Re: [PATCH 1/8] Introduce simple hazard pointers

Peter Zijlstra Wed, 25 Jun 2025 03:51:09 -0700

On Tue, Jun 24, 2025 at 08:10:54PM -0700, Boqun Feng wrote:
> As its name suggests, simple hazard pointers (shazptr) is a
> simplification of hazard pointers [1]: it has only one hazard pointer
> slot per-CPU and is targeted for simple use cases where the read-side
> already has preemption disabled. It's a trade-off between full features
> of a normal hazard pointer implementation (multiple slots, dynamic slot
> allocation, etc.) and the simple use scenario.
> 
> Since there's only one slot per-CPU, so shazptr read-side critical
> section nesting is a problem that needs to be resolved, because at very
> least, interrupts and NMI can introduce nested shazptr read-side
> critical sections. A SHAZPTR_WILDCARD is introduced to resolve this:
> SHAZPTR_WILDCARD is a special address value that blocks *all* shazptr
> waiters. In an interrupt-causing shazptr read-side critical section
> nesting case (i.e. an interrupt happens while the per-CPU hazard pointer
> slot being used and tries to acquire a hazard pointer itself), the inner
> critical section will switch the value of the hazard pointer slot into
> SHAZPTR_WILDCARD, and let the outer critical section eventually zero the
> slot. The SHAZPTR_WILDCARD still provide the correct protection because
> it blocks all the waiters.


Don't we typically name such a thing a tombstone?

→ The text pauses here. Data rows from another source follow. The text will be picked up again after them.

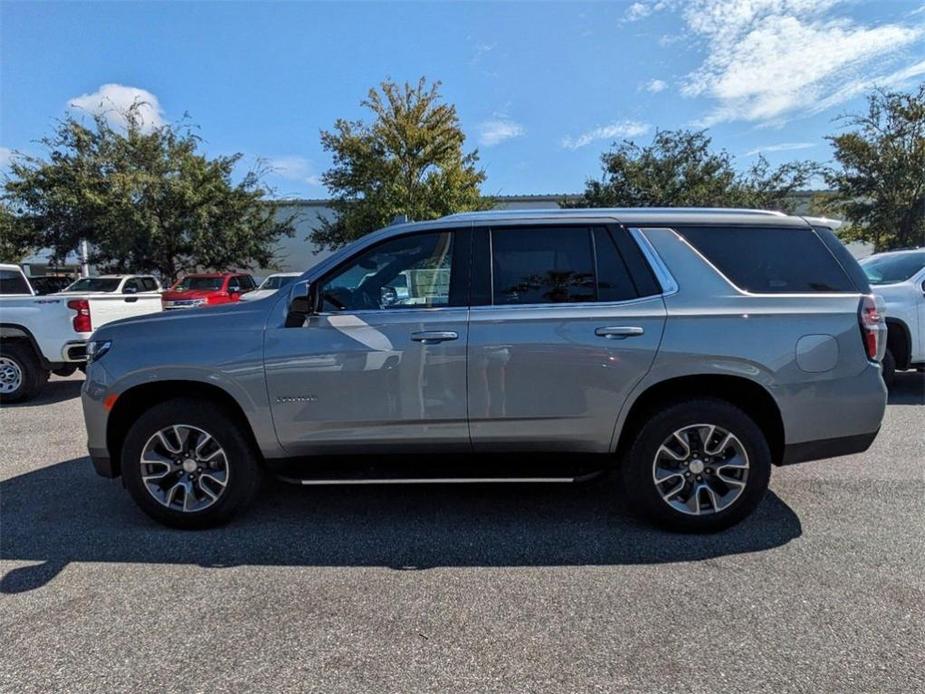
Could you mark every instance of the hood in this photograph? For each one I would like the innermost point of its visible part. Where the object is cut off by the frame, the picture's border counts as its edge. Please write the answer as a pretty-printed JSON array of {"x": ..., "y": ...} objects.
[{"x": 187, "y": 324}]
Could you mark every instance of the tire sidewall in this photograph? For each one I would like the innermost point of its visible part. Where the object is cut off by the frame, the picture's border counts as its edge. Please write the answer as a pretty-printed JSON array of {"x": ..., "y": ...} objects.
[
  {"x": 637, "y": 468},
  {"x": 31, "y": 373},
  {"x": 243, "y": 471}
]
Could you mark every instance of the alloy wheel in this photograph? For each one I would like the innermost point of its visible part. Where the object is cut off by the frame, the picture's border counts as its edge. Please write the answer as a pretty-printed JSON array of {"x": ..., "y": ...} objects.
[
  {"x": 700, "y": 469},
  {"x": 10, "y": 375},
  {"x": 184, "y": 468}
]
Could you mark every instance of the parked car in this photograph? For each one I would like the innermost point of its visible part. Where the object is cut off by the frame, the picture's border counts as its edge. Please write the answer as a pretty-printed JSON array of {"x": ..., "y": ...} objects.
[
  {"x": 271, "y": 285},
  {"x": 115, "y": 284},
  {"x": 899, "y": 277},
  {"x": 208, "y": 289},
  {"x": 48, "y": 284},
  {"x": 48, "y": 334},
  {"x": 688, "y": 349}
]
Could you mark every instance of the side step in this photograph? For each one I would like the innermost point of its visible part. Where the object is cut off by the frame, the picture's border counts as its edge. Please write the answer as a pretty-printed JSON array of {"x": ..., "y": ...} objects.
[{"x": 434, "y": 470}]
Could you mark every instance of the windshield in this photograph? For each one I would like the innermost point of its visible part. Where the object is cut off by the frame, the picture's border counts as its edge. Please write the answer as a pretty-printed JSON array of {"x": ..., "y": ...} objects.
[
  {"x": 890, "y": 269},
  {"x": 95, "y": 284},
  {"x": 199, "y": 284},
  {"x": 276, "y": 281}
]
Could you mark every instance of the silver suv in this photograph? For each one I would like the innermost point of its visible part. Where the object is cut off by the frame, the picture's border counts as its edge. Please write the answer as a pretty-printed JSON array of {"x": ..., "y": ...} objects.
[{"x": 686, "y": 350}]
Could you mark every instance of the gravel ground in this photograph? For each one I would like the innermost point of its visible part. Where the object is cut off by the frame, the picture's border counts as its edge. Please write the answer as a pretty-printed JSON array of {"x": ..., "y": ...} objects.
[{"x": 460, "y": 589}]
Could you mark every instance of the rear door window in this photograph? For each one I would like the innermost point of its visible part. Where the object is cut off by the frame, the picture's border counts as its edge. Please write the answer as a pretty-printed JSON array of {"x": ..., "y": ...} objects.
[
  {"x": 770, "y": 260},
  {"x": 12, "y": 282}
]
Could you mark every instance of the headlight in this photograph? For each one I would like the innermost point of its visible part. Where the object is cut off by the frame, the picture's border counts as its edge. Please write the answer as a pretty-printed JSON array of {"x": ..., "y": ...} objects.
[{"x": 97, "y": 348}]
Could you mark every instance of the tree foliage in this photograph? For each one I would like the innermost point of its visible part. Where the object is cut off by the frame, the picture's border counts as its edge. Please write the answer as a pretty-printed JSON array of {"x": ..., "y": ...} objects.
[
  {"x": 145, "y": 199},
  {"x": 408, "y": 161},
  {"x": 16, "y": 238},
  {"x": 680, "y": 169},
  {"x": 880, "y": 187}
]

> It's true that once the wildcard mechanism is activated, shazptr
> mechanism may be downgrade to something similar to RCU (and probably
> with a worse implementation), which generally has longer wait time and
> larger memory footprint compared to a typical hazard pointer
> implementation. However, that can only happen with a lot of users using
> hazard pointers, and then it's reasonable to introduce the
> fully-featured hazard pointer implementation [2] and switch users to it.
> 
> Note that shazptr_protect() may be added later, the current potential
> usage doesn't require it, and a shazptr_acquire(), which installs the
> protected value to hazard pointer slot and proves the smp_mb(), is
> enough for now.
> 
> [1]: M. M. Michael, "Hazard pointers: safe memory reclamation for
>      lock-free objects," in IEEE Transactions on Parallel and
>      Distributed Systems, vol. 15, no. 6, pp. 491-504, June 2004
> 
> Link: 
> https://lore.kernel.org/lkml/20240917143402.930114-1-boqun.f...@gmail.com/ [2]
> Signed-off-by: Boqun Feng <boqun.f...@gmail.com>
> ---
>  include/linux/shazptr.h  | 73 ++++++++++++++++++++++++++++++++++++++++
>  kernel/locking/Makefile  |  2 +-
>  kernel/locking/shazptr.c | 29 ++++++++++++++++
>  3 files changed, 103 insertions(+), 1 deletion(-)
>  create mode 100644 include/linux/shazptr.h
>  create mode 100644 kernel/locking/shazptr.c
> 
> diff --git a/include/linux/shazptr.h b/include/linux/shazptr.h
> new file mode 100644
> index 000000000000..287cd04b4be9
> --- /dev/null
> +++ b/include/linux/shazptr.h
> @@ -0,0 +1,73 @@
> +/* SPDX-License-Identifier: GPL-2.0 */
> +/*
> + * Simple hazard pointers
> + *
> + * Copyright (c) 2025, Microsoft Corporation.
> + *
> + * Author: Boqun Feng <boqun.f...@gmail.com>
> + *
> + * A simple variant of hazard pointers, the users must ensure the preemption
> + * is already disabled when calling a shazptr_acquire() to protect an 
> address.
> + * If one shazptr_acquire() is called after another shazptr_acquire() has 
> been
> + * called without the corresponding shazptr_clear() has been called, the 
> later
> + * shazptr_acquire() must be cleared first.
> + *
> + * The most suitable usage is when only one address need to be protected in a
> + * preemption disabled critical section.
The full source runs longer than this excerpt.